Białoruska noblistka Swiatłana Aleksijewicz, prezes Stowarzyszenia Dziennikarzy Białorusi Andrei Bastunets oraz sekretarz generalny organizacji „Reporterzy bez Granic” Christophe Deloire wezwali w piątek ONZ do wysłania misji obserwacyjnej na Białoruś w obronie mediów.

Wspólny apel białoruskiej noblistki w dziedzinie literatury i dziennikarzy opublikował w piątek „Le Monde”.

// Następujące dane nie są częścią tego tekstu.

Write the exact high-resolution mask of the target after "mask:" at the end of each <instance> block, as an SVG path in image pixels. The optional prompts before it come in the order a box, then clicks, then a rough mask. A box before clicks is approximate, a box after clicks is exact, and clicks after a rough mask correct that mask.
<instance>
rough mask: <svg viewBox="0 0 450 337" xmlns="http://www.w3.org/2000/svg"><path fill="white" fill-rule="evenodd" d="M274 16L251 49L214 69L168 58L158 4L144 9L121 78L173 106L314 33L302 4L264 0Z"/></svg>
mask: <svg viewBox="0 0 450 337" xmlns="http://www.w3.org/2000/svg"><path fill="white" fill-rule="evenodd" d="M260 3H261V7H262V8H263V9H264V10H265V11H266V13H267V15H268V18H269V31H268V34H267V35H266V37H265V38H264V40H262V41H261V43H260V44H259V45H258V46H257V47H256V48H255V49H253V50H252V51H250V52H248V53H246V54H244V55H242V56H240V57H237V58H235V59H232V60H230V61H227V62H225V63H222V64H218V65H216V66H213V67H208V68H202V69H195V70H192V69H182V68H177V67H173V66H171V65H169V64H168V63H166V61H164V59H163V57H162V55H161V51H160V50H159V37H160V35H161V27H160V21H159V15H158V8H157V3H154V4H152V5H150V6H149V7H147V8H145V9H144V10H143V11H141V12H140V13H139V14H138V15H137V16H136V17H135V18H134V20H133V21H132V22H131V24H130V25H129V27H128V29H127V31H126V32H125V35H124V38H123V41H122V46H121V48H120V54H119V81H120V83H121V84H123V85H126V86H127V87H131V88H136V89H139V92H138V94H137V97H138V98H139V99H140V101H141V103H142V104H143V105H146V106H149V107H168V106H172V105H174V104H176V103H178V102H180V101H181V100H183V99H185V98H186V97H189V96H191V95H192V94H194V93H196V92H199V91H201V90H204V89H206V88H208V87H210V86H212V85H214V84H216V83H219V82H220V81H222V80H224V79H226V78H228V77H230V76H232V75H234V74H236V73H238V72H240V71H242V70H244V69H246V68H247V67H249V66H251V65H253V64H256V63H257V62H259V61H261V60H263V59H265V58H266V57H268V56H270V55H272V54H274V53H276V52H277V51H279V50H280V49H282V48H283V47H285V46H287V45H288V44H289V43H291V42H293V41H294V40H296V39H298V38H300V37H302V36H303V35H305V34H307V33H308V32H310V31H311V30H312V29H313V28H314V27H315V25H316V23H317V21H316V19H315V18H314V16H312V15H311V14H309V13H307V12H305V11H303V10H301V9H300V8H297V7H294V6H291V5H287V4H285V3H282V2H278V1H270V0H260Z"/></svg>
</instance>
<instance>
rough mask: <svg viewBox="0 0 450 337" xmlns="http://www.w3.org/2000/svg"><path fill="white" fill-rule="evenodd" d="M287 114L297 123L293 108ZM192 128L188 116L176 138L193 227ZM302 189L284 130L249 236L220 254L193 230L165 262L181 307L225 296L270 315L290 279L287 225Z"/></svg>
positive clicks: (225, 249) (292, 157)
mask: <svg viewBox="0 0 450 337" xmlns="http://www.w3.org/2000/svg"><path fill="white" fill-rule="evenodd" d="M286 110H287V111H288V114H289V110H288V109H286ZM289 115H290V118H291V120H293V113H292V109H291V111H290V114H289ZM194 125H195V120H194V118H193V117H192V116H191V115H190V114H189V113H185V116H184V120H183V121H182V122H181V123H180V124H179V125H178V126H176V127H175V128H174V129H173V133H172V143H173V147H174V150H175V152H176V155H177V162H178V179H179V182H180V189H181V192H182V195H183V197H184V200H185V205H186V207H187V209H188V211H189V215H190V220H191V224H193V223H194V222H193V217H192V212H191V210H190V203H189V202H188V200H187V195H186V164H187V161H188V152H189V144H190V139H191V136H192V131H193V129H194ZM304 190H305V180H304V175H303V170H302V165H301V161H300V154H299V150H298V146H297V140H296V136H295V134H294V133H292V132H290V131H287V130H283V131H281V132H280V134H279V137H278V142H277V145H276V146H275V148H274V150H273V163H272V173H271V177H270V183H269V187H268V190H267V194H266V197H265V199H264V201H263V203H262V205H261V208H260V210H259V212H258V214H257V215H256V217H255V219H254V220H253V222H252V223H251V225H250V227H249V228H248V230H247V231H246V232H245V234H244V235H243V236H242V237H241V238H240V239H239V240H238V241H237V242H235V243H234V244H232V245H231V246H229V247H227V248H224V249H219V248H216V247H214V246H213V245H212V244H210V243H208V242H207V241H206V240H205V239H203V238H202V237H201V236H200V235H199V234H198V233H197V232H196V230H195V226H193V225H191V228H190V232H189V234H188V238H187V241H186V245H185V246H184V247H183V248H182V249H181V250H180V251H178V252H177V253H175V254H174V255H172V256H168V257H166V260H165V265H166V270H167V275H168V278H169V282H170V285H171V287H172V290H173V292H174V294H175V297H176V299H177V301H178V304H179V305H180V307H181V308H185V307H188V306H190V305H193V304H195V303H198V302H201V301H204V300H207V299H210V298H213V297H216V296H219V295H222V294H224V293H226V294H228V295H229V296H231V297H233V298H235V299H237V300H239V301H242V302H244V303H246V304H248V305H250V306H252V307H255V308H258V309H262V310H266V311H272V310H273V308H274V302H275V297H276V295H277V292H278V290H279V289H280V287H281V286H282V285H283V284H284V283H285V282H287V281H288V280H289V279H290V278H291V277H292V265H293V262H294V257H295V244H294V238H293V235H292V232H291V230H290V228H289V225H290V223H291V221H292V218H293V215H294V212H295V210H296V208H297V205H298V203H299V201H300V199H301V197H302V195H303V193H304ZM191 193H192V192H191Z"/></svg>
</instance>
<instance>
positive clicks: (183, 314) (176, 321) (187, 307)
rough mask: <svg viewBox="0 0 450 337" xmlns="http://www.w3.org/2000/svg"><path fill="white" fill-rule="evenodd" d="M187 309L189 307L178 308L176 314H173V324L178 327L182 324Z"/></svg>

„Zasada wolności prasy jest nie mniej istotna, nie mniej święta niż zasada powszechnego prawa wyborczego.” – sygnatariusze apelu zacytowali wystąpienia pisarza Victora Hugo z 1 września 1848 , które Hugo wygłosił przed Zgromadzeniem Narodowym w Paryżu.

„Wolność prasy to ta, która umożliwia istnienie wolności wszystkich innych” – podkreślają Aleksijewicz, Bastunets oraz Deloire, przypominając, że ciągu ostatnich dwóch tygodni 80 dziennikarzy było aresztowanych i represjonowanych przez władze.

Rząd nie waha się cenzurować serwisów informacyjnych. Nie pozwala również na drukowanie i dystrybucję niezależnych gazet. Chce ustanowić „próżnię informacyjną”, aby wprowadzić wielką ciszę zamiast demonstracji i debat – piszą sygnatariusze apelu.

„Nie chcemy, aby cisza dyktatur, opisana przez wielkiego polskiego reportera Ryszarda Kapuścińskiego, powróciła, +ta cisza, która jest znakiem nieszczęścia, a często i zbrodni+” – przypominają słowa polskiego reportera i pisarza Aleksijewicz, Bastunets i Deloire.

Wzywamy Organizację Bezpieczeństwa i Współpracy w Europie (OBWE) do uwzględnienia wolności prasy jako tematu priorytetowego w jej propozycji mediacji w czasie kryzysu. Wzywamy państwa Wspólnoty Niepodległych Państw (WNP) do uzależnienia przystąpienia Białorusi do prezydencji tej organizacji zaplanowanej na 2021 r. od zaprzestania przemocy wobec mediów – piszą w dalszej części swojego wystąpienia jego sygnatariusze.

„Na koniec wzywamy wszystkie państwa, które są przychylne Białorusi i jej mieszkańcom, aby ułatwiły przyjęcie wszystkich prześladowanych dziennikarzy, którzy w tej chwili nie mogą już tam pracować” – dodają.

„Wolność to długa i ciężka praca” – zacytowano w liście słowa białoruskiej noblistki wskazując, że „praca ta wymaga teraz solidarności społeczności międzynarodowej”.